Intense. Surprisingly addictive. Mounting intrigue. Anna is an American who has to all intent and purposes met and fallen in love with a Swiss called Bruno. He is tall good-looking, unwavering, and candid in his opinions. She has lived in Switzerland for 9 years and still doesn’t speak German fluently. Her life is evolving as if on autopilot. Switzerland and its people don’t seem to want to let her in or is it that she doesn’t want to fit in. After living 9 years in Germany the reader could probably assume that Anna doesn’t want to fit in (that’s what I assumed) and that she is just simply an unreliable narrator. However, I’d say that is not exactly the case.
Anna is often very honest about her feelings to the reader and about the various events she goes through. She is also very clever with her scrutiny and descriptions of the different characters she has relationships with. The third person voice acts like a journal, where we hear her every thought – her fears, her loneliness, her desires. Hausfrau has a similar voice that seems to be common at the moment in a few popular contemporary novels – female voice that’s raw and direct i.e. Gone Girl, The Girl on the Train, etc. Fortunately, Anna’s voice is not annoying but realistic.
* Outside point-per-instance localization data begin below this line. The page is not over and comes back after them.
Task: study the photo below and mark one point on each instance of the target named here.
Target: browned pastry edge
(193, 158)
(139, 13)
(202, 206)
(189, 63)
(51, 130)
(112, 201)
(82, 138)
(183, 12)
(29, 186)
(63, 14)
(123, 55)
Actually at some point, I felt sorry for her (didn’t last long) even though most of her problems stem from her incapacity to make proper choices and to evolve to something better.
Hausfrau’s structure is what gives it an originality that makes it interesting. It explores more than just a discontented housewife who’s trapped by home chores and such. That’s because oddly enough most of the time we follow Anna when she’s outside of the house. The juxtaposition of German language grammar and pertinent statements and questions from her psychoanalyst, between reading about Anna’s dalliances, disclose thought-provoking reasons why Anna has difficulty adapting to life in Switzerland. In no way are all of those questions answered but there is a brilliant case made for how important some life decisions are and how they can affect us for the rest of our lives. The onset of Hausfrau felt like a typical unhappy housewife story, but in spite of that beginning it gradually won me over with its structure. It’s like reading about a train wreck ready to happen, but it’s a quick read and full of lots of twists and turns that will keep you entertained. The weaknesses of Hausfrau – the predictable ending and I would have liked to see Anna evolve into a stronger woman as the story unfolded, but she seems to remain unchanging in character, no development. She didn’t even seem desperate towards the end. It seems this type of contemporary novel featuring weak women is becoming regrettably trendy. Even though, it’s definitely a good read and looking forward to Essbaum’s future novels and I may even try to pick one of her other poetry collections.
Have you guys read Hausfrau? If so what did you think?